Now, $|A| = \left| {\begin{array}{rrrrrrrrrrrrrrrrrrrr}1&{ - 1}&2\\3&4&{ - 5}\\2&{ - 1}&3\end{array}} \right| = 1\left| {\begin{array}{rrrrrrrrrrrrrrrrrrrr}4&{ - 5}\\{ - 1}&3\end{array}} \right| + 1\left| {\begin{array}{rrrrrrrrrrrrrrrrrrrr}3&{ - 5}\\2&3\end{array}} \right| + 2\left| {\begin{array}{rrrrrrrrrrrrrrrrrrrr}3&4\\2&{ - 1}\end{array}} \right|$

$\Rightarrow$ $|A| = 1(12 - 5) + 1(9 + 10) + 2( - 3 - 8)$

$\Rightarrow$ $|A| = 7 + 19 - 22 = 4 \ne 0$

$\Rightarrow$ A is a non-singular matrix and so the given equations have a unique solution.

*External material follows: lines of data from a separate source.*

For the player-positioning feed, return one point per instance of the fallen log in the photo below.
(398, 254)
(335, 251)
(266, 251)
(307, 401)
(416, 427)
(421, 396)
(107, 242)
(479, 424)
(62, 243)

Here, cofactors of elements of A are :
${A_{11}} = {( - 1)^{1 + 1}}\left| {\begin{array}{rrrrrrrrrrrrrrrrrrrr}4&{ - 5}\\{ - 1}&3\end{array}} \right| = (12 - 5) = 7,$

${A_{12}} = {( - 1)^{1 + 2}}\left| {\begin{array}{rrrrrrrrrrrrrrrrrrrr}3&{ - 5}\\2&3\end{array}} \right| = - (9 + 10) = - 19,$

${A_{13}} = {( - 1)^{1 + 3}}\left| {\begin{array}{rrrrrrrrrrrrrrrrrrrr}3&4\\2&{ - 1}\end{array}} \right| = ( - 3 - 8) = - 11,$

${A_{21}} = {( - 1)^{2 + 1}}\left| {\begin{array}{rrrrrrrrrrrrrrrrrrrr}{ - 1}&2\\{ - 1}&3\end{array}} \right| = - ( - 3 + 2) = 1,$

${A_{22}} = {( - 1)^{2 + 2}}\left| {\begin{array}{rrrrrrrrrrrrrrrrrrrr}1&2\\2&3\end{array}} \right| = (3 - 4) = - 1,$

${A_{23}} = {( - 1)^{2 + 3}}\left| {\begin{array}{rrrrrrrrrrrrrrrrrrrr}1&{ - 1}\\2&{ - 1}\end{array}} \right| = - ( - 1 + 2) = - 1,$,

${A_{31}} = {( - 1)^{3 + 1}}\left| {\begin{array}{rrrrrrrrrrrrrrrrrrrr}{ - 1}&2\\4&{ - 5}\end{array}} \right| = (5 - 8) = - 3,$

${A_{32}} = {( - 1)^{3 + 2}}\left| {\begin{array}{rrrrrrrrrrrrrrrrrrrr}1&2\\3&{ - 5}\end{array}} \right| = - (5 - 6) = 11,$

${A_{33}} = {( - 1)^{3 + 3}}\left| {\begin{array}{rrrrrrrrrrrrrrrrrrrr}1&{ - 1}\\3&4\end{array}} \right| = (4 + 3) = 7,$

%$\therefore$ $adj\;A = {\left[ {\begin{array}{rrrrrrrrrrrrrrrrrrrr}7&{ - 19}&{ - 11}\\1&{ - 1}&{ - 1}\\{ - 3}&{11}&7\end{array}} \right]^{\prime}} = \left[ {\begin{array}{rrrrrrrrrrrrrrrrrrrr}7&1&{ - 3}\\{ - 19}&{ - 1}&{11}\\{ - 11}&{ - 1}&7\end{array}} \right]$

Hence, ${A^{ - 1}} = \cfrac{1}{{|A|}}(adj\;A) = \cfrac{1}{4}\left[ {\begin{array}{rrrrrrrrrrrrrrrrrrrr}7&1&{ - 3}\\{ - 19}&{ - 1}&{11}\\{ - 11}&{ - 1}&7\end{array}} \right]$

Solution of given system is given by $X = {A^{ - 1}}B.$

$\Rightarrow$ $\left[ {\begin{array}{rrrrrrrrrrrrrrrrrrrr}x\\y\\z\end{array}} \right] = \cfrac{1}{4}\left[ {\begin{array}{rrrrrrrrrrrrrrrrrrrr}7&1&{ - 3}\\{ - 19}&{ - 1}&{11}\\{ - 11}&{ - 1}&7\end{array}} \right]\left[ {\begin{array}{rrrrrrrrrrrrrrrrrrrr}7\\{ - 5}\\{12}\end{array}} \right]$

$= \cfrac{1}{4}\left[ {\begin{array}{rrrrrrrrrrrrrrrrrrrr}{49 - 5 - 36}\\{ - 133 + 5 + 132}\\{ - 77 + 5 + 84}\end{array}} \right] = \cfrac{1}{4}\left[ {\begin{array}{rrrrrrrrrrrrrrrrrrrr}8\\4\\{12}\end{array}} \right] = \left[ {\begin{array}{rrrrrrrrrrrrrrrrrrrr}2\\1\\3\end{array}} \right]$

$\Rightarrow$ $x = 2,y = 1$ and $z = 3$.